Toward the future of the conference – knowledge networking by the sea. #NNN13

English: "I hear those voices that will n...

“I hear those voices that will not be drowned” Stainless steel sculpture to celebrate Benjamin Britten by Maggi Hambling. (Photo credit: Wikipedia)

One of the themes of my professional life has been conferences. Organizing, hosting, moderating, attending, and even speaking. As an undergraduate at Cambridge I once penned a guide on how to run them. Last spring I wrote a piece about a series of 9 I had attended within a period of 3 months – each with a separate focus (futureofbiz.org/2012/07/20/decision-making-in-gordon-moores-land/). Moderated one (exhausting; 3 days of it), keynoted several (much more fun), and in a couple of cases simply attended as a guest of the organizer. What interested me, aside from some comparisons of what people do when they conference in C21, was the fact that to my knowledge I am the sole human being who attended more than one of them. One could argue that my interests are pathologically wide-ranging, or (as I did in my little essay) that knowledge ain’t what it was, disciplines are so 20th century, and that the future lies in a fresh architecture of people, expertise, networks, and whatever it is that shall become of the “conference.” One interesting follow up was a discussion last fall with a friend in Paris (inevitably over wine in a sidewalk café) that culminated in her suggestion that I focus my efforts on aiding the 21st century in the reconstruction of the conference idea. To be candid, I would junk three quarters of them and start asking irritating questions about what the rest are really for. The teleology of conferences. Now, that would need another conference.
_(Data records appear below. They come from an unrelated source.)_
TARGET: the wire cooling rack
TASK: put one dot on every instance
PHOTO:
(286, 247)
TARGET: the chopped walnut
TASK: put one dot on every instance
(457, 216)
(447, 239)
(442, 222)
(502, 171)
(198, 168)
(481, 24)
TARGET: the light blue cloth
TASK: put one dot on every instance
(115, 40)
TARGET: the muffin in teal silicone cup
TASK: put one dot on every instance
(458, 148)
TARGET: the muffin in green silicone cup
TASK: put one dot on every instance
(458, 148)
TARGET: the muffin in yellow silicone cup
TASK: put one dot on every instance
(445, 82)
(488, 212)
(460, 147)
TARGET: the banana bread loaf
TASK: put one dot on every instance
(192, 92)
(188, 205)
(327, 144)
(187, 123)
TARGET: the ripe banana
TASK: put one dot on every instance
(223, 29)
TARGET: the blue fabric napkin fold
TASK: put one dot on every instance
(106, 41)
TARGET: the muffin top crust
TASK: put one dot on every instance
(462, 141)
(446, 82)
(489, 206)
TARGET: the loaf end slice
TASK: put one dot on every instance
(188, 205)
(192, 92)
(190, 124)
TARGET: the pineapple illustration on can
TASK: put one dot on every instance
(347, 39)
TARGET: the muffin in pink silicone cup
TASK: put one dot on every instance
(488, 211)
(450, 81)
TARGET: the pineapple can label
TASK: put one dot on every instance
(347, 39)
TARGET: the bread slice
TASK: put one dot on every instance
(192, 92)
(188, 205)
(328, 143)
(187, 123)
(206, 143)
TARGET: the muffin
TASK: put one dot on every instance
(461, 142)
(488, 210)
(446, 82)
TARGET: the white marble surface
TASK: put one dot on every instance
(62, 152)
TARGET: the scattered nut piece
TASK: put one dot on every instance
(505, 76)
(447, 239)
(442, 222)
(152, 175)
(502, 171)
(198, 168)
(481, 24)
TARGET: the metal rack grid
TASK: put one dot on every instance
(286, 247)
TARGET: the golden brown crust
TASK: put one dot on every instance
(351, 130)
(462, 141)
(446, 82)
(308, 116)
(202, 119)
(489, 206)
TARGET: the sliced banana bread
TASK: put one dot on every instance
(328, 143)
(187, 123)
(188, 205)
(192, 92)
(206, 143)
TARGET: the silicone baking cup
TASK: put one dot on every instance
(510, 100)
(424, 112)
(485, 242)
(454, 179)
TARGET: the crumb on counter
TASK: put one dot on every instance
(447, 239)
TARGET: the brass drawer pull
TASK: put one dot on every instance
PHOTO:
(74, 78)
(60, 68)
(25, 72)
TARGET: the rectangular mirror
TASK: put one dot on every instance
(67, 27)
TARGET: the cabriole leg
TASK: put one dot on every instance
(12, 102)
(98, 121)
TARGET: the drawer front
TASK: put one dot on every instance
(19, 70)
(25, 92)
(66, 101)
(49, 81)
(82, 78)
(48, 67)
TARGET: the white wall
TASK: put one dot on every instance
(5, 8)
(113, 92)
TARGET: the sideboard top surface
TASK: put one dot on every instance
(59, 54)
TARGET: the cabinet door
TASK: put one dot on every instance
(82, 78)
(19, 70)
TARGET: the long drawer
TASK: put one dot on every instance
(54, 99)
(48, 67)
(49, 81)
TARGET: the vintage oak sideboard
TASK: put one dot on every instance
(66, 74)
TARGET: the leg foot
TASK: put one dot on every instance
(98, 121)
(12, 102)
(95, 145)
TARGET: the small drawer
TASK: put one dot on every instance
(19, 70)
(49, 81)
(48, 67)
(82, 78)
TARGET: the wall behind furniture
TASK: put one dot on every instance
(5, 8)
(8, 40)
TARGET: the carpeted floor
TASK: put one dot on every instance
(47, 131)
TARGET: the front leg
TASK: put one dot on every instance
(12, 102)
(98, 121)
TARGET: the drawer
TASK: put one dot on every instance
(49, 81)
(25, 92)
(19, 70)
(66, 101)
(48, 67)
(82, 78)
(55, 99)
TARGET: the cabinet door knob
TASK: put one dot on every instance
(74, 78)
So imagine my delight when Julia Hobsbawm encouraged me to join in Names Not Numbers, her celebrated gathering of the smart and the networked which, by all reports, was as unconferency as one can get while still having a program and panels and chairs. Rather less than 200 individuals, nearly all UK-based (though with a smattering of London Americans, a fascinating hybrid), foregathered in Aldeburgh – the erstwhile Port Meirion having been abandoned for another coast with a little more accessibility. We were invited to assemble in London much too early on a Sunday morning, board state-of-the-art char-a-bancs, and in my case be reminded of Scout camp – though, perish the thought, on that early Sunday morning circa 1964 we headed off in the open back of a removal van. Simpler days.
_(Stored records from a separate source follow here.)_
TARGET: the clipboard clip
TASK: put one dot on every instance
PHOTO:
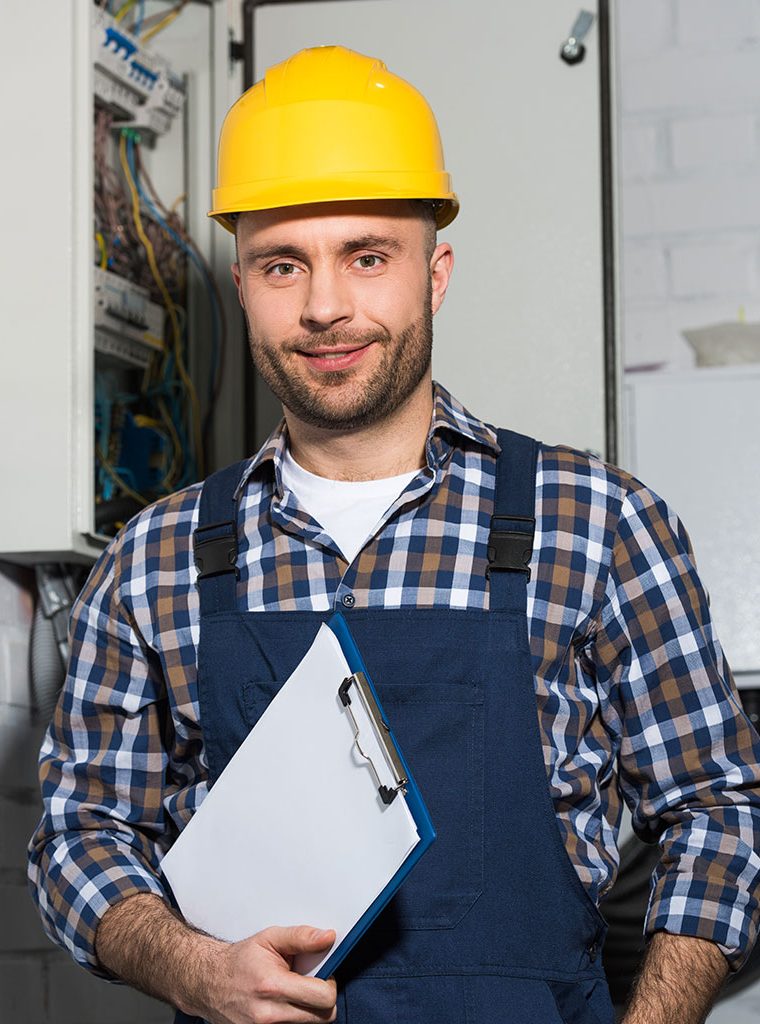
(382, 730)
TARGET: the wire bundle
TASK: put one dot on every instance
(143, 241)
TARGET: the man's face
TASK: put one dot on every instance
(339, 299)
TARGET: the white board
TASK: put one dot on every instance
(694, 438)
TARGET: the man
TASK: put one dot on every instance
(381, 496)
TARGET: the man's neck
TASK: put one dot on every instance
(389, 448)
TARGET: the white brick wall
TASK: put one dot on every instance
(38, 984)
(688, 79)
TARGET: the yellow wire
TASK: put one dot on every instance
(125, 8)
(118, 480)
(103, 251)
(163, 24)
(196, 409)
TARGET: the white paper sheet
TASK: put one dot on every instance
(294, 830)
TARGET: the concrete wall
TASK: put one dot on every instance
(689, 118)
(689, 89)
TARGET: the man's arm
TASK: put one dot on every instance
(679, 981)
(688, 757)
(144, 943)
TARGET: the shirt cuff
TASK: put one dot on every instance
(78, 881)
(686, 905)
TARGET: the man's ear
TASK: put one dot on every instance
(441, 265)
(235, 269)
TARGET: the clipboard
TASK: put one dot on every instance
(234, 873)
(409, 792)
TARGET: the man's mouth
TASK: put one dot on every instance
(337, 357)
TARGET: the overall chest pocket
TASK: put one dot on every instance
(439, 728)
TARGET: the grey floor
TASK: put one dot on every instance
(742, 1009)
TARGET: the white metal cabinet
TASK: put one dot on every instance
(46, 255)
(693, 436)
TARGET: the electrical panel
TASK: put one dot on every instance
(137, 84)
(128, 326)
(112, 271)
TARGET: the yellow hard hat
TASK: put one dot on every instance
(330, 124)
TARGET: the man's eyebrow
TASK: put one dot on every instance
(269, 252)
(260, 255)
(372, 242)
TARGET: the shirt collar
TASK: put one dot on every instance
(451, 424)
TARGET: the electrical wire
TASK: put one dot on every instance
(137, 27)
(124, 9)
(129, 492)
(165, 22)
(103, 251)
(195, 416)
(184, 241)
(219, 326)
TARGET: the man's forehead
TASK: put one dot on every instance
(396, 217)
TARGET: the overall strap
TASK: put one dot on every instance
(215, 541)
(513, 521)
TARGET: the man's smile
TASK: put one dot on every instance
(335, 357)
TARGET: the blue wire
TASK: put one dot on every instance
(216, 316)
(137, 27)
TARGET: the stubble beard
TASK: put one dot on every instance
(331, 402)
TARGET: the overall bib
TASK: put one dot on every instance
(494, 925)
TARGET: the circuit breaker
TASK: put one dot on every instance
(114, 297)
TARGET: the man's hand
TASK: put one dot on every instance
(144, 943)
(255, 984)
(679, 980)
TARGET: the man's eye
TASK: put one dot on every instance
(366, 261)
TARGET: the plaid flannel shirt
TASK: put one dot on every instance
(634, 698)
The point of the title is to underline the centrality of individuality in an age when mass communications has been subsumed by the digital revolution – and individuality, privacy, authentic connectedness, are all under threat.

What the NNN team understand well is that every human gathering must be understood as a whole. Social events and opportunities for casual conversation are as significant as bread-and-butter content presentations. To the extent that they form a seamless dress, a knowledge exercise is engaged of an altogether more sophisticated – and human – quality than the standard conference panel sandwich. There are various necessary conditions to achieving, as it were, a personal/informational critical mass, one of which is corralling everyone at the beginning and hanging onto them until the end. A subset is to persuade, bribe, or simply geographically incommode the most luminous presenters into hanging around with the great unwashed instead of just appearing in performance and then scurrying back to their dens. In the United States this is one major benefit to hosting such events in Aspen, which is so difficult to get into and out of that, having made the effort, even Great Ones tend to stay around for a day or two. Which worked pretty well, judging by the well-known names of some of the bods who bumped around on my bus back to London.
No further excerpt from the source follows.